Wrong count(*) with cassandra-cql

user934801 picture user934801 · Jan 9, 2012 · Viewed 8.3k times · Source

I tried to create some users for my testing. I created users in a loop from 0..100000 using the cassandra-cql gem for Ruby on Rails, and then I counted the users in my database and there were only 10000 users as result. If I create 9000, everything works fine. First I thought the users didn't exist, but I used the Apollo WebUI for Cassandra, and I could find the user with the id 100000 and users below. Why does this happen?

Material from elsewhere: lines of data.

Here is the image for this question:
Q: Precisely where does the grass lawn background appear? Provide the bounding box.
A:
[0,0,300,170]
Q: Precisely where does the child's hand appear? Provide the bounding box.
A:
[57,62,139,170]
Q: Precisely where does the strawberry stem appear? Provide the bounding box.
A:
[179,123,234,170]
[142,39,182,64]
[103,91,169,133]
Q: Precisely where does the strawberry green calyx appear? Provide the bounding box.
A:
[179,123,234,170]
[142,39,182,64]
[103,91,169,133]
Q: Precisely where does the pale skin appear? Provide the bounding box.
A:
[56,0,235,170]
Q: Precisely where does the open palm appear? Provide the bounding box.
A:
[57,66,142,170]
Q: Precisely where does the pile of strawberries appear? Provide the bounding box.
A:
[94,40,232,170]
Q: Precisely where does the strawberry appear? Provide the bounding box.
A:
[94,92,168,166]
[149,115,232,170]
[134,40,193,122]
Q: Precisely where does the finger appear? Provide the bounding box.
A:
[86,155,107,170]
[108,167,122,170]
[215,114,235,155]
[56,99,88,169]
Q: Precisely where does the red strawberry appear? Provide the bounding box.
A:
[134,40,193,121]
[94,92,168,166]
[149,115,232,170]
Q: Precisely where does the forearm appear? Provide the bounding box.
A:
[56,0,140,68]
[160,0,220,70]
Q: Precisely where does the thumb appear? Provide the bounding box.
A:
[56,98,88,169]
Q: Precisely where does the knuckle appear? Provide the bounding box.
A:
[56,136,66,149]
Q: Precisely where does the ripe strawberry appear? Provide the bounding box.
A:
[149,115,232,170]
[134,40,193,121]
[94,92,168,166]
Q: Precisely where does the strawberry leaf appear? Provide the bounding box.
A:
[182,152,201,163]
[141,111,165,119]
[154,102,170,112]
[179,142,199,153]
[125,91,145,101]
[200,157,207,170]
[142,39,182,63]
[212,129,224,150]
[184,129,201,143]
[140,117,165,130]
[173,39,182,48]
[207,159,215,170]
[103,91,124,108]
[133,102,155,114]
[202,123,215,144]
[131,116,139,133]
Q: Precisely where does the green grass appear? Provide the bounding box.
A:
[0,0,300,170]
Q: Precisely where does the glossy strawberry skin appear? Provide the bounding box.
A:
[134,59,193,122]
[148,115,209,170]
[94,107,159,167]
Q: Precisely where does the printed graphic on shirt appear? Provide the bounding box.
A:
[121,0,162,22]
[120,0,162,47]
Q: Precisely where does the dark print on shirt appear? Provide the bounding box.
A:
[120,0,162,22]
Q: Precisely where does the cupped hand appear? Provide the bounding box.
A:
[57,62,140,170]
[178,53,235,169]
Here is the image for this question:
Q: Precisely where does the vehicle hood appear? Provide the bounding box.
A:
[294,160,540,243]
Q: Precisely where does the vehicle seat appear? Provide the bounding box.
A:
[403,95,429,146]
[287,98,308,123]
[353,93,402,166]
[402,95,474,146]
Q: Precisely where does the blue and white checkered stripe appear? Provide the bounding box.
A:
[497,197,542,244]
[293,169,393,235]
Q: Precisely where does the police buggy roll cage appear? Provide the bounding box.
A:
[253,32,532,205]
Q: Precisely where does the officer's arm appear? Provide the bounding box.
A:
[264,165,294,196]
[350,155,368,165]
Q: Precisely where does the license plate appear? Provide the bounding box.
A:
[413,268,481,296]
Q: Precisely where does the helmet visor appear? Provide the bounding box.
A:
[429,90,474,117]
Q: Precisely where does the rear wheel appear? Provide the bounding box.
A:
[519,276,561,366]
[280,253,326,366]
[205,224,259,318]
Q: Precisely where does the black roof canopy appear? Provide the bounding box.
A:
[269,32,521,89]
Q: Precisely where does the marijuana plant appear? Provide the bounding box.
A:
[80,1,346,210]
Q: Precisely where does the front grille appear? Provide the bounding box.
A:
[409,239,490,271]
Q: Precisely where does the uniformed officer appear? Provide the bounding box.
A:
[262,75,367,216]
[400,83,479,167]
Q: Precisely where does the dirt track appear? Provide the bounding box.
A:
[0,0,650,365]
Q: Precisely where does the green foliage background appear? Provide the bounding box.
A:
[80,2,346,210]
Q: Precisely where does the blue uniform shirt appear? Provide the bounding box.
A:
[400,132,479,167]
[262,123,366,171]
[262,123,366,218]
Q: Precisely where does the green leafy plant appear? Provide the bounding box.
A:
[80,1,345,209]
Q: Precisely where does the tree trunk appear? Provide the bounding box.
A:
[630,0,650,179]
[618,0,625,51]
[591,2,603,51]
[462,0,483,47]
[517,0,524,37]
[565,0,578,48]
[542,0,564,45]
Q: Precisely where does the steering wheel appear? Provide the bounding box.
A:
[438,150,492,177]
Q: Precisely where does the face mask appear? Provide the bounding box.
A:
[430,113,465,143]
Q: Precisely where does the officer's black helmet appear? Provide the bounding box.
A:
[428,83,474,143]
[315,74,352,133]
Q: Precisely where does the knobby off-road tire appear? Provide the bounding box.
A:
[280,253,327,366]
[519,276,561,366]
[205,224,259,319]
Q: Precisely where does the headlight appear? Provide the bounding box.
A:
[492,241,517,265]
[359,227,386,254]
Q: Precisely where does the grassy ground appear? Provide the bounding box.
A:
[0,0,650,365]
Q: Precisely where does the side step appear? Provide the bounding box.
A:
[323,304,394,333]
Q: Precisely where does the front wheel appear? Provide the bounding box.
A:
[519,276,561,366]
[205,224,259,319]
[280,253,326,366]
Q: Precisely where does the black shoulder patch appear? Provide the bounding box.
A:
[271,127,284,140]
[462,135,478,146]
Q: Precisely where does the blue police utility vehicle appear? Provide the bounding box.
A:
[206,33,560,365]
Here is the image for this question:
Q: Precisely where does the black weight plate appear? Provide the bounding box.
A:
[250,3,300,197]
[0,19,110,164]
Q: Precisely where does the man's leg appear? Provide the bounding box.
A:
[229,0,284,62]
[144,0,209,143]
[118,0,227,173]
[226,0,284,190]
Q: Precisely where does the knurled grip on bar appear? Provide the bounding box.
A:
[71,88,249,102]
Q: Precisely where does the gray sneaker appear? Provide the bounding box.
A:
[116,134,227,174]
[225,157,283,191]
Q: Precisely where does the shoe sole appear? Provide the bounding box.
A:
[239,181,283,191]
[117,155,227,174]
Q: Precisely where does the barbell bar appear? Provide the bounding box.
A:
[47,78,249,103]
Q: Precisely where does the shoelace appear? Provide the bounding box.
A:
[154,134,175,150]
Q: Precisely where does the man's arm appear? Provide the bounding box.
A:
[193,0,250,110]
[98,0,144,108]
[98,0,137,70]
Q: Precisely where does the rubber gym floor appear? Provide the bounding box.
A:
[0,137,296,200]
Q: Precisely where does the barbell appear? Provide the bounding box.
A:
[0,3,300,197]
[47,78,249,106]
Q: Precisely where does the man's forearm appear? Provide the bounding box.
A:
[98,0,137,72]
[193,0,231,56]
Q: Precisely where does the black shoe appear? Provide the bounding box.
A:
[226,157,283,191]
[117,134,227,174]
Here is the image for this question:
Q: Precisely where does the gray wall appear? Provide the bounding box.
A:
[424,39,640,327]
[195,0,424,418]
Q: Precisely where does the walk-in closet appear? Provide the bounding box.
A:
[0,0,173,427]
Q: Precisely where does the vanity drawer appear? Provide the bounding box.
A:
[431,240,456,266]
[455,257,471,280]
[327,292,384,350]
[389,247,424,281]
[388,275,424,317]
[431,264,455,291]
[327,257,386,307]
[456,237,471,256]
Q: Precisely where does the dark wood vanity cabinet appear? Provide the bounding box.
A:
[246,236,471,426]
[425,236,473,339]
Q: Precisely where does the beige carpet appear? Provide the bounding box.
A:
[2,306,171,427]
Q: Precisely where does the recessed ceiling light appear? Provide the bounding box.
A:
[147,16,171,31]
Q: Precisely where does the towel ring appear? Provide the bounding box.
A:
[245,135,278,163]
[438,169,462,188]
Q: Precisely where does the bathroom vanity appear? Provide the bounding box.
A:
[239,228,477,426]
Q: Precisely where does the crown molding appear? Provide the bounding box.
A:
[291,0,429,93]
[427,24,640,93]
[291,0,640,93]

I know I should use a counter column to provide the number of users in my application, but I want to know if this is a bug or a failure of mine.

def self.create_users
  (0..19000).each do |f|
    @@db.execute("INSERT INTO users (uid, first_name, last_name, email) VALUES (?,?,?,?)", f.to_s, "first_name", "last_name", "email")
  end
end

def self.count_users
  count = @@db.execute("SELECT count(*) FROM users")
  count.fetch do |c|
    return c[0]
  end
end

Answer

psanford picture psanford · Jan 10, 2012

CQL operations limit both the number of rows and the number of columns that will be returned to the user. By default that limit is 10,000. Because the count(*) operation actually has to fetch out all the rows in order to get the count, it is also limited by the default of 10,000 rows. You could increase the limit for the query (although I don't recommend it):

SELECT count(*) FROM users limit 20000;

Note that this is an expensive operation especially when you have a lot of rows. You should anticipate this type of query could take a long time for any medium or large size dataset. If at all possible you should denormalize this count into a counter or some other form that will not require fetching all the rows in your column family.